La femme est appelée à donner à la famille, à la société civile, à l’Église, ce qui lui est caractéristique, ce qui lui est propre et qu’elle est seule à pouvoir donner : sa tendresse délicate, sa générosité infatigable, son amour du concret, sa finesse d’esprit, sa faculté d’intuition, sa piété profonde et simple, sa ténacité… La féminité n’est pas authentique, si la femme ne sait découvrir la beauté de cet apport irremplaçable et l’incorporer à sa propre vie.

Pour accomplir cette mission, la femme doit développer sa propre personnalité, sans se laisser séduire par un esprit d’imitation ingénu qui – en général – la situerait sur un plan d’infériorité et laisserait s’atrophier ses possibilités les plus originales.

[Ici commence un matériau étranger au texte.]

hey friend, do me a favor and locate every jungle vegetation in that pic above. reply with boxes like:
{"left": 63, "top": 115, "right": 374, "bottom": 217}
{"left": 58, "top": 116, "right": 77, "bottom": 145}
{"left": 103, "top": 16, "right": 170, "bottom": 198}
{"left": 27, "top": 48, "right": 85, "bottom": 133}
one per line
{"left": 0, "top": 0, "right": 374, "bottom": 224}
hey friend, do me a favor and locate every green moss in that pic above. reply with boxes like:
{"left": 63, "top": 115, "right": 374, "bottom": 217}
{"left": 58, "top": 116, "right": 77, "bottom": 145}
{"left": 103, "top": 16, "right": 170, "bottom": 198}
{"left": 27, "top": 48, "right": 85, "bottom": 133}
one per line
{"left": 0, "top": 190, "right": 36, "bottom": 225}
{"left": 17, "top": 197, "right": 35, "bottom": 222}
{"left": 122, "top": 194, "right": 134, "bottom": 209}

Si la femme reçoit une bonne formation, dans une recherche d’autonomie personnelle, d’authenticité, elle réalisera efficacement sa tâche, la mission à laquelle elle se sent appelée, quelle qu’elle soit : sa vie et son travail seront alors réellement constructifs et féconds, chargés de sens, aussi bien si elle passe la journée à s’occuper de son mari et de ses enfants que si, ayant renoncé au mariage pour un motif élevé, elle se consacre entièrement à d’autres tâches.

Chacune dans sa propre voie, en étant fidèle à sa vocation humaine et divine, peut atteindre et atteint en fait l’épanouissement de la personnalité féminine. N’oublions pas que la Vierge Marie, Mère de Dieu et Mère des hommes, n’est pas seulement un modèle, mais encore la preuve de la valeur transcendantale qu’une vie en apparence sans relief peut revêtir.